Consequentialism is the ethical fallacy of judging an action right or wrong according to its ultimate effects, which are unknowable at the time the decision is made. This is, essentially, the equivalent of a “the ends justify the means” philosophy applied as a backward-looking tautology: if the end result turns out to be desirable, then it justifies the means and the act was ethical. If the ends are undesirable, then the conduct was wrong unethical. People do tend to think to think this way, which is why decisions that don’t work out are frequently called mistakes. Conduct is not a mistake, however, if it was the best possible decision at the time, arrived at logically and according to sound principles.
Sports, and particularly baseball, reinforce the adoption of consequentialism, which is one way sports can make people stupid….especially sportswriters, who love to second-guess managers, players and coaches by using hindsight bias: it’s easy to pronounce a decision a mistake once you already know its results. Easy, and unfair.
On Saturday afternoon, Washington Nationals manager Matt Williams punished his 21-year-old star outfielder Bryce Harper for not running hard to first base on a ground ball tapper back to the pitcher in the top of the sixth inning. The punishment Williams levied was Old School: Williams benched the young player—just like Joe Cronin did to Ted Williams in 1939 and 1940–sending the message that either you hustle and play hard, or you don’t play, no matter how good you are. This is his duty as a manager, a leader, a mentor and a teacher, and it makes a vital statement to the entire team.
By random chance, Harper’s lineup spot came up again in the ninth inning, with the Nats losing and the tying run in scoring position, awaiting a clutch hit. It wasn’t the star Harper at bat however, but his hustling, less-talented replacement Kevin Frandsen, who grounded out as Washington eventually lost the game 4-3. Naturally, writers , bloggers and fans opined that Williams had cost his team the game by lifting Harper.
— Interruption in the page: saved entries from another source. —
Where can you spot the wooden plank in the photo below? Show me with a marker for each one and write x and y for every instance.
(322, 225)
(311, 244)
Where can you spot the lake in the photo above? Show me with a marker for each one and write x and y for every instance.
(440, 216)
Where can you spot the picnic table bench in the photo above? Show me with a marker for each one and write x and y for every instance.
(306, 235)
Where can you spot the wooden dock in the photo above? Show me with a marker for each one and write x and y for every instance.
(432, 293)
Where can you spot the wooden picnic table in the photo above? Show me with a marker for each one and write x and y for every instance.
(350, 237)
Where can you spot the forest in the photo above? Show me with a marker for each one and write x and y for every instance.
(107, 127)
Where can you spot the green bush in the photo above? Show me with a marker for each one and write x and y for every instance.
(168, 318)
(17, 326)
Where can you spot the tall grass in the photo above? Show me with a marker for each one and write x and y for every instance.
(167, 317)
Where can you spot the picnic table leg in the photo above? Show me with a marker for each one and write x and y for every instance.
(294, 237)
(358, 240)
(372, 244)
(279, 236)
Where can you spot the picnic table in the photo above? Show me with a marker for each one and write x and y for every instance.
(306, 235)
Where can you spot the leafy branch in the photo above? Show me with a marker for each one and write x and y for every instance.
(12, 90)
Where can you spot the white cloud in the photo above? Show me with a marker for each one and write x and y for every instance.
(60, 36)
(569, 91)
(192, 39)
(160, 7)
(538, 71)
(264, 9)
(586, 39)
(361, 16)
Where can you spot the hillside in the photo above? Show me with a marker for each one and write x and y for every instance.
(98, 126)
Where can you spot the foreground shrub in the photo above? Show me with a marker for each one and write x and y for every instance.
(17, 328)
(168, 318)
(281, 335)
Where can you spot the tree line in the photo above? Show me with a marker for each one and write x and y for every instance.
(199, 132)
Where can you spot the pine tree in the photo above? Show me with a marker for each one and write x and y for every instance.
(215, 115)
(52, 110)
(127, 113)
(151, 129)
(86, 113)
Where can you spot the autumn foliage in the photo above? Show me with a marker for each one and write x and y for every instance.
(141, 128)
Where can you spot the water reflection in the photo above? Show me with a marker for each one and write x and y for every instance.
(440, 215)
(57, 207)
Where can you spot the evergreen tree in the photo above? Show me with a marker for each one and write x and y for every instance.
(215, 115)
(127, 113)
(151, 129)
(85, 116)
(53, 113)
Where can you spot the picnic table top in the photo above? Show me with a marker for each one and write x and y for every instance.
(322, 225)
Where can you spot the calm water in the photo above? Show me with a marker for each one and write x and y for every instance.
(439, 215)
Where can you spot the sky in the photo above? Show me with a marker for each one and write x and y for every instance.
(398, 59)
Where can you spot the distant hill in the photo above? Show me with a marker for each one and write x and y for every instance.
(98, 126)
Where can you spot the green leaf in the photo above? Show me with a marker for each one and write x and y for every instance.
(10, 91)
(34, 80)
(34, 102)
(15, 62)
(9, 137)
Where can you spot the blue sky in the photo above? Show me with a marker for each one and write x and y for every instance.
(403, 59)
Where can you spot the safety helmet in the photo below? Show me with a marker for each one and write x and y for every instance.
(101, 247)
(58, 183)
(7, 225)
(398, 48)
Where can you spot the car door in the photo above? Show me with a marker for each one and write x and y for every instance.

Williams placed the responsibility for Harper’s unavailability on the shoulders of Harper himself, telling the press, saying,
“Regardless of situation, regardless of what’s happening to you personally, we have to play the game a certain way to give ourselves the best chance to win. And it’s too bad that it came down to that situation in the ninth inning, when he could have been at the plate. For the sake of his teammates, and the sake of the organization, he needs to play with aggression and the way he plays.”
CBS sportswiter Mike Axisa argued that Williams was placing blame on Harper for the consequences of his own managerial decision, but Williams got it right: if a player fails to hustle and it is allowed to stand, then the team’s culture is at risk, and its values are undermined. Harper made himself unavailable by behaving unprofessionally, and every Nats player now knows that playing baseball the right way is more important to this manager than keeping his best players on the field. For Williams to do other than what he did because of Harper’s superior ability would have applied the toxic Star Syndrome to his team, suggesting that the best players get to make their own rules. That is likely to have far worse consequences over the long-term than the potential loss of a single game.
Nobody would criticize the benching of Harper if the Nationals rallied to win the game, or if Frandsen had knocked in the tying run. Once the decision to sit Harper was made, however, the time to judge its fairness and wisdom was over. But because of the unpredictable results of a well-reasoned managerial decision, the decision is now controversial in Washington, D.C. That’s the power of consequentialism. People just can’t help themselves.